Jenseits der Städte ging die Ausbreitung des Kanalisationsnetzes jedoch langsam voran. Die Bevölkerung musste sich weiterhin mit eigenen Brunnen behelfen. Die einzige Wasserquelle im Haus war meist die Pumpe in der Küche, die an den Brunnen angeschlossen war. Ein spezieller Raum für die Körperpflege fehlte. Die Bewohnerinnen und Bewohner wuschen sich daher in Wannen aus Zink oder Holz in der Küche oder unter freiem Himmel. In den Schlafzimmern standen zusätzlich oft aufwendig dekorierte Waschgarnituren. Toiletten fehlten meistens komplett. Neben dem Bett stand ein Nachttopf oder Toilettenstuhl, der im Stall oder Misthaufen geleert wurde. Außerdem verbreiteten sich kleine, meist hölzerne Toilettenhäuser, die neben dem Misthaufen oder an der Jauche oder Sickergrube aufgestellt wurden. Auch die Familie Peters musste in den 1950er und 1960er Jahren noch auf Badezimmer und Toilette verzichten. Das Bandweberhaus Thiemann verfügte zumindest über ein Toilettenhäuschen im Garten.

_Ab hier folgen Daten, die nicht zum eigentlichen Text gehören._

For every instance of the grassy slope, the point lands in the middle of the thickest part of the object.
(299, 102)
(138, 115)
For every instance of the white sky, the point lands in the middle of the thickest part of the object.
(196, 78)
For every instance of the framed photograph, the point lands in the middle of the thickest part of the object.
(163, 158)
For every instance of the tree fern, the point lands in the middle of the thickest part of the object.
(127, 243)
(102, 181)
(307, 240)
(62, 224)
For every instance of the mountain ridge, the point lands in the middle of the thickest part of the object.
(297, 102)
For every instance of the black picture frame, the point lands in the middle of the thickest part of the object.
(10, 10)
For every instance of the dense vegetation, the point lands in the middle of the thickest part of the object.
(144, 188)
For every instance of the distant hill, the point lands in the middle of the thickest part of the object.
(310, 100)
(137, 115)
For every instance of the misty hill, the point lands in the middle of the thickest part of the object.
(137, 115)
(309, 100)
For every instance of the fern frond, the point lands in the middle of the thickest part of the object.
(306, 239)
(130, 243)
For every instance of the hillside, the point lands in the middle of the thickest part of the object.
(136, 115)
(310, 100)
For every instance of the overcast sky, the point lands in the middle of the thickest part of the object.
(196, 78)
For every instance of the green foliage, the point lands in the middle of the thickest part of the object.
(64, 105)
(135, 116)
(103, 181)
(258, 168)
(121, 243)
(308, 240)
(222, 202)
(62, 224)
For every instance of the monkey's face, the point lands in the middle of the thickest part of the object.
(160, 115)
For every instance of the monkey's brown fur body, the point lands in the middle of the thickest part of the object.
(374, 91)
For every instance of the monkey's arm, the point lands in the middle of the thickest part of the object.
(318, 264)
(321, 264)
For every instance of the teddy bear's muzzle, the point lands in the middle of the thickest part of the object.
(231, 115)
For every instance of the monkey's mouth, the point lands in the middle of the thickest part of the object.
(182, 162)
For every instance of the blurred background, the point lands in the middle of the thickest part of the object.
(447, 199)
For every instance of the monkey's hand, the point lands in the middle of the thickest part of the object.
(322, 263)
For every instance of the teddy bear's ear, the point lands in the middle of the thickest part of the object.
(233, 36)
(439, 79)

Toilettenhäuschen des Bandweberhauses Thiemann im LVR-Freilichtmuseum Lindlar, 2010. Photo: Arendt, Stefan/LVR

Innenaufnahme eines Kleinstwohnhauses im Museum. Eine Ecke der Küche wird zur Körperhygiene genutzt. Lindlar 2015 Photo: Coppens, Suzy/LVR

Weiße Waschschüssel aus Emaille auf einem dreibeinigen Gestell, um 1900. Photo: Coppens, Suzy/LVR
Das Badezimmer wird zum Standard

Badezimmer im Bungalow auf dem Kahlenbusch aus den 1950er-1960er Jahren. Mechernich-Kommern 2012.
Photo: Gerhards, Hans-Theo/LVR

Teil des braun gefliesten Badezimmers eines Bungalows mit zwei Waschbecken und einem Spiegel. Quadrath-Ichendorf 1973.
Photo: Reinsch, Herbert/LVR
In den Neubauten seit der Nachkriegszeit hat sich das Badezimmer als Standard durchgesetzt. Der Ort der Verrichtung der intimen Tätigkeiten des Waschens und des Toilettengangs verschob sich endgültig in einen eigenen, abschließbaren Bereich. Der Bungalow aus Kahlenbusch zeigt deutlich die Zentralisierung der verschiedenen Funktionen: Waschen, Toilettenbenutzung und Körperpflege finden seitdem in einem kleinen, funktional ausgestattetem Raum statt.
Wie sich die Ansprüche an das Badezimmer verändert haben, zeigen Umfragen der Gesellschaft für Konsumforschung: Neben den heute als selbstverständlich erachteten funktionalen Vorrichtungen wünschen sich heute viele Menschen Badezimmer, die eher Wellnessbereichen ähneln und neben ihrer Zweckmäßigkeit auch angenehm wohltuende Bedürfnisse erfüllen.
Weiterführende Literatur
Musée de la Ville de Luxembourg (Hg.): Sei sauber…! Eine Geschichte der Hygiene und öffentlichen Gesundheitsvorsorge in Europa. Köln 2004.
Silbermann, Alphons; Brüning, Michael: Der (West-)Deutschen Badezimmer. Eine soziologische Studie. Köln 1991.
Spies, Britta (Hg.): „Wo geht’s denn hier aufs Klo?“ – Sauberkeit und Hygiene auf dem Land im 20. Jahrhundert. Osnabrück 2002.